The number of atoms in a critically sized nucleus for the homogeneous nucleation of pure platinum.

Answer to Problem 33AAP

The number of atoms in a critically sized nucleus for the homogeneous nucleation of pure platinum is $\text{641}\text{atoms}$.

Explanation of Solution

Express the volume of critical size nucleus.

 $V=\frac{4}{3}\pi {\left(r^{\ast }\right)}^3$                                                                                        (I)

Here, critical radius is $r^{\ast }$.

Since platinum has a FCC structure, each unit cell has 4 atoms.

Express the volume of platinum.

 $V_{\text{Pt}}=a^3$                                                                                                  (II)

Here, side of a FCC unit cell is $a$.

Express the volume per atom.

 $V_{\text{atom}}=\frac{V_{\text{Pt}}}{n}$                                                                                                 (III)

Here, number of atoms per FCC unit cell is $n$.

Express the number of atoms in a critically sized nucleus for the homogeneous nucleation of pure platinum.

 $\frac{V}{V_{\text{atom}}}$                                                                                                 (IV)

Conclusion:

For platinum, write the critical radius as:

 $r^{\ast }=1.11\times {10}^{-7}\text{cm}$

Write the side of a FCC platinum unit cell.

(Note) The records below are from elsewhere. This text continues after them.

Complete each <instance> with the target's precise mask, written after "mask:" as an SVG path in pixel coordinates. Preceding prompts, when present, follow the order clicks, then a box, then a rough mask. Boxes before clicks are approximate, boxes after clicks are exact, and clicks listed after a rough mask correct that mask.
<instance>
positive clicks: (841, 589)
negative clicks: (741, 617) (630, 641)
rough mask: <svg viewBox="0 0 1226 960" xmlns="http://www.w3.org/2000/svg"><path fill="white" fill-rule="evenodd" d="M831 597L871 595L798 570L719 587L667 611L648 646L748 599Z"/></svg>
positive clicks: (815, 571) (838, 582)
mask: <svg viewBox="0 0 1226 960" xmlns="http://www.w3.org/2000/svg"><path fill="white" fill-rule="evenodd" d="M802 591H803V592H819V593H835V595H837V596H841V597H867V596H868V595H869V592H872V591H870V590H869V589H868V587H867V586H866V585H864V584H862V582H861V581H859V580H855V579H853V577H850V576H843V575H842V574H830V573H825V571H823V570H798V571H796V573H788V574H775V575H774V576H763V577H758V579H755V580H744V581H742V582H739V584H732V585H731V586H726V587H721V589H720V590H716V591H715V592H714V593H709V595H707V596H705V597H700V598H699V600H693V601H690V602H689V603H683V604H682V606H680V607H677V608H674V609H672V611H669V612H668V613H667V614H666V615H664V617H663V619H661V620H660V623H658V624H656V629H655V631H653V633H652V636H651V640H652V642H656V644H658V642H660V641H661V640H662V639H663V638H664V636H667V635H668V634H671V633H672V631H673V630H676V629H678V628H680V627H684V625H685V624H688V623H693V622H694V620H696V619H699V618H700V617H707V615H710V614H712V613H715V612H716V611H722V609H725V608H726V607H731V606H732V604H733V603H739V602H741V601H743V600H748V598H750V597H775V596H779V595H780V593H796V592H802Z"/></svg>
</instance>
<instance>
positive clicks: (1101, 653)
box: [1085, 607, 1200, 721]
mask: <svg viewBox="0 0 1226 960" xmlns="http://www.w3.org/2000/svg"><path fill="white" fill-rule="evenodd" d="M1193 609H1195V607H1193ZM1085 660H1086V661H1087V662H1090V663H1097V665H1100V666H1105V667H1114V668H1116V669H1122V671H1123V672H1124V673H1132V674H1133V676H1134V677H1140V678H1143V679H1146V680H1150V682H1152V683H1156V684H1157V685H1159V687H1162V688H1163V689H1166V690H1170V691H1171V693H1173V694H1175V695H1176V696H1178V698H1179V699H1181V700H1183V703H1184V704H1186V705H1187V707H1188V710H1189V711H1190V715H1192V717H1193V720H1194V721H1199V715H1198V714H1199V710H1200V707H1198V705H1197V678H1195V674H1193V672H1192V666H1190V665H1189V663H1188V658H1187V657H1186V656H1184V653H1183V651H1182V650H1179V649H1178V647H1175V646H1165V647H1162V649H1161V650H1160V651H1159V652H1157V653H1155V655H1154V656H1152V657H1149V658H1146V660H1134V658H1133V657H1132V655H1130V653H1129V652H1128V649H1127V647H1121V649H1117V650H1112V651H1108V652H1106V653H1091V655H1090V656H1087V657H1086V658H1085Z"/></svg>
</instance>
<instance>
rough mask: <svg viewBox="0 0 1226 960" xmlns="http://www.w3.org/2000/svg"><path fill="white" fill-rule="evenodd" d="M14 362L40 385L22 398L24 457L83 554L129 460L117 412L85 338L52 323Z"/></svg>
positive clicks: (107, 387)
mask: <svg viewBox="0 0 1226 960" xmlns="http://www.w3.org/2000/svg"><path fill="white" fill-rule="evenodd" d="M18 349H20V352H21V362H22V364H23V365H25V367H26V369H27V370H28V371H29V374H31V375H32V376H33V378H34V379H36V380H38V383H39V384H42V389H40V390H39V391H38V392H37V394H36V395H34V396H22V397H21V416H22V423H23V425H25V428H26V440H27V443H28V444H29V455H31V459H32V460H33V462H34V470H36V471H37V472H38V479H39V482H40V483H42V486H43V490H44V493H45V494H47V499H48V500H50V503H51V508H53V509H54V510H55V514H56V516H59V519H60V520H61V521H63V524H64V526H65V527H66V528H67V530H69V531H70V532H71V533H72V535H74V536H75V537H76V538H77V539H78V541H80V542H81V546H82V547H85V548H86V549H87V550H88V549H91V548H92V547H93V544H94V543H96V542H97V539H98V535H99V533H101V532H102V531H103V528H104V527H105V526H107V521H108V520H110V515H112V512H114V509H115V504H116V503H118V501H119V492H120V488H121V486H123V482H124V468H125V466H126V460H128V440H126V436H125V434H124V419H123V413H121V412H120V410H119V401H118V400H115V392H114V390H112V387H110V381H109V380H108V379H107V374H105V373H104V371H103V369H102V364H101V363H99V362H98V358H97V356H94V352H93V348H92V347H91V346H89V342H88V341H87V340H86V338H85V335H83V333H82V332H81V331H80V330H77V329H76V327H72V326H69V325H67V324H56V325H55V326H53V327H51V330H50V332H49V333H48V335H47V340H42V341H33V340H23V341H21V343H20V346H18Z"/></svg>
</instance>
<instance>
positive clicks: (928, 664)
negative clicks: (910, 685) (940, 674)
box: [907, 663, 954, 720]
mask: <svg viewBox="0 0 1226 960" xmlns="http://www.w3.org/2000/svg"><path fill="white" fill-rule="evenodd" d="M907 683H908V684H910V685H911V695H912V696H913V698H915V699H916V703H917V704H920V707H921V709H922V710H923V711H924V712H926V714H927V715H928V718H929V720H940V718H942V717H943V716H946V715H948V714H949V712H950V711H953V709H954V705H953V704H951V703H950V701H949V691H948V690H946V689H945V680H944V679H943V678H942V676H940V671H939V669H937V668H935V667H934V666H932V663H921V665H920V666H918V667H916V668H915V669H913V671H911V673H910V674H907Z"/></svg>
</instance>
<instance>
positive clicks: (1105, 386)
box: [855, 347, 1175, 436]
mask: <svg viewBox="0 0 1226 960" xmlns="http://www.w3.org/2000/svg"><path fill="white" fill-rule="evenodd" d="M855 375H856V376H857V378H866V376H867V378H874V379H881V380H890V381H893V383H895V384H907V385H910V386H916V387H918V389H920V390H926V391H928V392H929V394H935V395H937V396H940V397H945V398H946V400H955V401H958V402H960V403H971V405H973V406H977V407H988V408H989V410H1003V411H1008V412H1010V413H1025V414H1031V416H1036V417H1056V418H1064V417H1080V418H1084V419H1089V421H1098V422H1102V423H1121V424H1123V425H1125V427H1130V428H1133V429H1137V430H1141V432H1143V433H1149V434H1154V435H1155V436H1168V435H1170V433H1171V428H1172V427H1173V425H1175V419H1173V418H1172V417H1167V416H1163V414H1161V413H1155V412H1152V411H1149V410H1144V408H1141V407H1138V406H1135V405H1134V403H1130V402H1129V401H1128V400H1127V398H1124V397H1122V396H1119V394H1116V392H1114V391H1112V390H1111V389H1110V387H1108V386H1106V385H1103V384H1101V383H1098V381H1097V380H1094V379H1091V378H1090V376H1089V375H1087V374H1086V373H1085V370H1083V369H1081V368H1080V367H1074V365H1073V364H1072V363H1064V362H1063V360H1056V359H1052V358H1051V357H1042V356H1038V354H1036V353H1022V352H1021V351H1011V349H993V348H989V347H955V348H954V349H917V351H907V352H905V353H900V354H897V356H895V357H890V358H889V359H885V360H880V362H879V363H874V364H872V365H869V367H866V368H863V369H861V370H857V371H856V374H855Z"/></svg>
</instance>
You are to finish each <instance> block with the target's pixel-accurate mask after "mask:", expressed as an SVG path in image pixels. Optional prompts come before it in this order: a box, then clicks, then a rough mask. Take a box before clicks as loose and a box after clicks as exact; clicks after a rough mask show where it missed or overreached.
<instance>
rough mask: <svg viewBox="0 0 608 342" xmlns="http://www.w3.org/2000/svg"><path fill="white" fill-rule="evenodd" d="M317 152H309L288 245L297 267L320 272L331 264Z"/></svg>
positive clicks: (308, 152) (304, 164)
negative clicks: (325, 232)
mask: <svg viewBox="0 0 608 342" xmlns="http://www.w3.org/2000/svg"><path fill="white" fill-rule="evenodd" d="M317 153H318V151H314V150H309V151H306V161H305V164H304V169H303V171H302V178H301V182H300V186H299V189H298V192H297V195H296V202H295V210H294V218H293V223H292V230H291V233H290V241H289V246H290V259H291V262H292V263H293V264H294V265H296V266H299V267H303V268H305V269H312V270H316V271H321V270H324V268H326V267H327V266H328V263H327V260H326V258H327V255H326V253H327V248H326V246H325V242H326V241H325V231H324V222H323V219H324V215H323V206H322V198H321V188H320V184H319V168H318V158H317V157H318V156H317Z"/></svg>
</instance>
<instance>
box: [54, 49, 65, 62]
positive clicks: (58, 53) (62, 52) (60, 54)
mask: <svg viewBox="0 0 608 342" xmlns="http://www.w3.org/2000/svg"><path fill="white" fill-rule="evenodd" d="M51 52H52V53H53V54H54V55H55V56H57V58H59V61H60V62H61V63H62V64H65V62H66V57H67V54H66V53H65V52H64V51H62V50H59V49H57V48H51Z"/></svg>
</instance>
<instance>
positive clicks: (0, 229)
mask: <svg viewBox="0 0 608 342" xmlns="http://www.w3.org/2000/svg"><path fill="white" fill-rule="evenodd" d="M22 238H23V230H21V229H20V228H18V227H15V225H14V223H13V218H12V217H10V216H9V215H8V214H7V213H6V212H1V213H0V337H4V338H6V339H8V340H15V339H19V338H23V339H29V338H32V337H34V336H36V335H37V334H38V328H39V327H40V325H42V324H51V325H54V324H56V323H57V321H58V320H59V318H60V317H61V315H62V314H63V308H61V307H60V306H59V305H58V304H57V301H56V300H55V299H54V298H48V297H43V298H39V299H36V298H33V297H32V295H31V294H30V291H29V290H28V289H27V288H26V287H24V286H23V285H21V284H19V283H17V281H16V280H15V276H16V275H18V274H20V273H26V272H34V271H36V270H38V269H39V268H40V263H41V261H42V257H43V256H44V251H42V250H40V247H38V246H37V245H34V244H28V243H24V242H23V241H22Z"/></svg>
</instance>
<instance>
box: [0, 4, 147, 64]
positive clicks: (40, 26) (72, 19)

 $a=0.3293\times {10}^{-9}\text{m}$

Substitute $1.11\times {10}^{-7}\text{cm}$ for $r^{\ast }$ in Equation (I).

 $\begin{array}{c}V=\frac{4}{3}\pi {\left(1.11\times {10}^{-7}\text{cm}\right)}^3\\ =5.73\times {10}^{-21}{\text{cm}}^3\end{array}$

Substitute $0.3293\times {10}^{-9}\text{m}$ for $a$ in Equation (II).

 $\begin{array}{c}{V}_{\text{Pt}}={\left(0.3293\times {10}^{-9}\text{m}\right)}^3\\ =3.574\times {10}^{-29}{\text{m}}^3\left[\frac{{10}^6{\text{cm}}^{\text{3}}}{{\text{m}}^3}\right]\\ =3.574\times {10}^{-23}{\text{cm}}^3\end{array}$

Substitute $3.574\times {10}^{-23}{\text{cm}}^3$ for $V_{\text{Pt}}$ and $\text{4}\text{atoms}/\text{FCC}\text{unit}\text{cell}$ for $n$ in Equation (III).

 $\begin{array}{c}{V}_{\text{atom}}=\frac{3.574\times {10}^{-23}{\text{cm}}^3}{\text{4}\text{atoms}/\text{FCC}\text{unit}\text{cell}}\\ =8.935\times {10}^{-24}{\text{cm}}^{\text{3}}/\text{atom}\end{array}$

Substitute $5.73\times {10}^{-21}{\text{cm}}^3$ for $V$ and $8.935\times {10}^{-24}{\text{cm}}^{\text{3}}/\text{atom}$ for $V_{\text{atom}}$ in Equation (IV).

 $\begin{array}{c}\frac{V}{V_{\text{atom}}}=\frac{5.73\times {10}^{-21}{\text{cm}}^3}{8.935\times {10}^{-24}{\text{cm}}^{\text{3}}/\text{atom}}\\ =641\text{atoms}\end{array}$

Hence, the number of atoms in a critically sized nucleus for the homogeneous nucleation of pure platinum is $\text{641}\text{atoms}$.